From the bench-clearing brawls of the late 1890s to write-ups in The Washington Post, the so-called Holy War between the University of Utah Utes and the Brigham Young University Cougars is one of the most celebrated rivalries in college sports. Of course, this isn’t news to anyone — red or blue — but this consummate rivalry claims to be more than just wins and losses.
Supposedly, this blood feud is representative of not only a disparity in athletic prowess, but of the cultural disconnect between the U and the Y — a disconnect that begs us to bleed red yearly. It’s as if to say that as a state-sponsored university, the U embodies the freer, more progressive side of a centuries-old battle between church and state.
To an extent, it’s true. U students aren’t burdened by an Honor Code. Men sport flashy chin-length hair, and women roam the halls of the Language and Communications Building with purse straps slung haphazardly between their breasts. It’s enough to make any Cougar blush.

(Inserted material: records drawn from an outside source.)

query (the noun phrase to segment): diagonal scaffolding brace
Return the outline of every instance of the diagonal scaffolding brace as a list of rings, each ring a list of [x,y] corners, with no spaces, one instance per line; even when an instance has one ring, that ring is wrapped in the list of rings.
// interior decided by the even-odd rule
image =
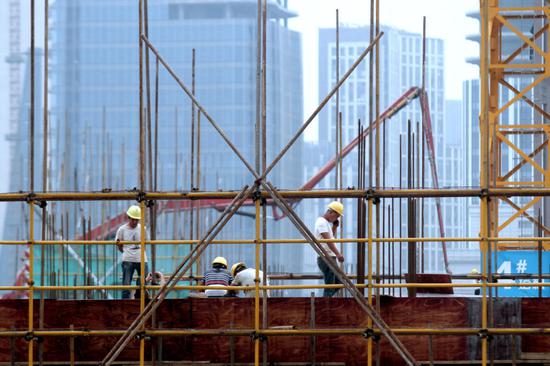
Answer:
[[[245,200],[254,192],[256,186],[244,186],[239,194],[231,201],[231,204],[223,211],[218,217],[216,222],[210,227],[203,238],[199,241],[197,246],[189,252],[189,254],[183,259],[176,270],[172,273],[170,278],[161,287],[155,297],[147,304],[138,317],[128,327],[126,332],[119,338],[117,343],[105,356],[100,365],[111,365],[118,355],[124,350],[124,348],[132,341],[132,339],[140,332],[141,328],[145,325],[145,322],[153,315],[155,310],[160,306],[162,301],[166,298],[168,292],[170,292],[178,283],[178,281],[185,275],[195,261],[202,255],[204,250],[208,247],[210,242],[218,235],[223,229],[225,224],[233,217],[237,210],[242,206]]]
[[[292,207],[285,201],[285,199],[277,192],[270,182],[262,182],[264,189],[271,195],[275,203],[283,210],[283,212],[288,216],[290,221],[296,226],[298,231],[304,236],[304,238],[309,242],[313,250],[323,259],[326,265],[334,272],[336,277],[342,282],[346,290],[350,295],[357,301],[359,306],[365,311],[365,313],[372,319],[374,325],[380,328],[380,332],[388,339],[393,348],[399,353],[407,365],[418,365],[413,356],[405,348],[403,343],[397,338],[395,333],[390,329],[390,327],[384,322],[380,317],[380,314],[368,303],[363,294],[354,286],[353,282],[349,277],[342,271],[337,265],[335,265],[329,258],[329,254],[323,249],[321,244],[311,231],[307,228],[304,222],[298,217],[296,212]]]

These superficial discrepancies are supposed to speak to the larger truth that BYU students are members of The Church of Jesus Christ of Latter-day Saints, and we are secular. We encompass the socially liberal side of a state that they have made perpetually red — oh, the irony. As we stand preaching from our so-called-godless pulpit, the campus is littered with rhetoric damning gay marriage and the like. Students continue to demand content accommodations in class, despite the obvious drain on our “liberal” marketplace of ideas. Are we so dissimilar?
When it comes down to it, we all know that a majority of U students and supporters alike are LDS, conservative or both. A well-publicized and much-celebrated rivalry garners media attention for both red and blue, as well as secures our standing in the annals of history. Let us not pretend that the Holy War we wage mirrors a divisive and conflicted society in any way. We might vent our frustrations by donning red face paint, but it won’t change the fact that this institution is indeed the spawn of Brigham Young.

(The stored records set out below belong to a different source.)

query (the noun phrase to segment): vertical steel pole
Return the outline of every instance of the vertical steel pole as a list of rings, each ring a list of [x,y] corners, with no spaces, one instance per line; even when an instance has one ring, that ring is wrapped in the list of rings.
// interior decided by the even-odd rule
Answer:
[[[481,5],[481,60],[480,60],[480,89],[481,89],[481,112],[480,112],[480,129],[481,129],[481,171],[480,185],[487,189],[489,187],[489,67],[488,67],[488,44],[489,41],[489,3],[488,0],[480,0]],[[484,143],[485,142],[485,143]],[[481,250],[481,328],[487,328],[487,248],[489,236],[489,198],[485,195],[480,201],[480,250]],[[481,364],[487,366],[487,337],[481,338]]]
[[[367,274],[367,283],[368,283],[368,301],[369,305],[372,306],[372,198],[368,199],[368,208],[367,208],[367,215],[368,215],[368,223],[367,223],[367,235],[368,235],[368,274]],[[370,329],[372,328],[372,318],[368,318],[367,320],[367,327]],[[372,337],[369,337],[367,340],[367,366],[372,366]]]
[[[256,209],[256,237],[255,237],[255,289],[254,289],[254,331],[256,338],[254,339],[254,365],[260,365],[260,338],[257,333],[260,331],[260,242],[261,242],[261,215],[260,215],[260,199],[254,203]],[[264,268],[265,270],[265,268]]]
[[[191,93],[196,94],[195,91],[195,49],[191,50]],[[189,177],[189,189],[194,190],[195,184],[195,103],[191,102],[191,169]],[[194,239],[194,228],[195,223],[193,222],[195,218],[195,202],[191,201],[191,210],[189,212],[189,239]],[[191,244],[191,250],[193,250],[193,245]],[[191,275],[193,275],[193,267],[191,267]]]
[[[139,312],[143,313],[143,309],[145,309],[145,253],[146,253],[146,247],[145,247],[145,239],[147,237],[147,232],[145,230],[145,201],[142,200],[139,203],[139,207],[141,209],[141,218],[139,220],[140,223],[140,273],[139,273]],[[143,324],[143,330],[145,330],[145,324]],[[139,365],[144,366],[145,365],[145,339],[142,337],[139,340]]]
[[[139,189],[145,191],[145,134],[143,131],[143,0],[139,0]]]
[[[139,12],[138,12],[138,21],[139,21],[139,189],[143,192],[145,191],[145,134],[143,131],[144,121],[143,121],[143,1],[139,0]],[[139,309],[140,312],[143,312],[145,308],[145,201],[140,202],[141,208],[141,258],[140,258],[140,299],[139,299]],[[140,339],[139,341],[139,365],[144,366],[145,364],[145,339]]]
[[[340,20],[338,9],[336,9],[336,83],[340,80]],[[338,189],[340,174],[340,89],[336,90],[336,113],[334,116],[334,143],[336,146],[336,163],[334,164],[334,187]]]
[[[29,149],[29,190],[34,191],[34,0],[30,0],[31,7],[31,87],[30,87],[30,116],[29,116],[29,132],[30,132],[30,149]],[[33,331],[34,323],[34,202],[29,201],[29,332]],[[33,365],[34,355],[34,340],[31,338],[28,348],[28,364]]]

That certainly isn’t to say this trumped-up division is without merit. If we can compete against the Y with violent fervor to collect more canned food for the hungry, then I would say the battle has been legitimized.
The spirit of competition is what makes college sports — and college itself for that matter — exciting, dynamic and worth our time. And if the U and the Y need to inflate this enmity into a microcosm of a modern struggle of politics and culture to add validity to their cheering sections, then so be it.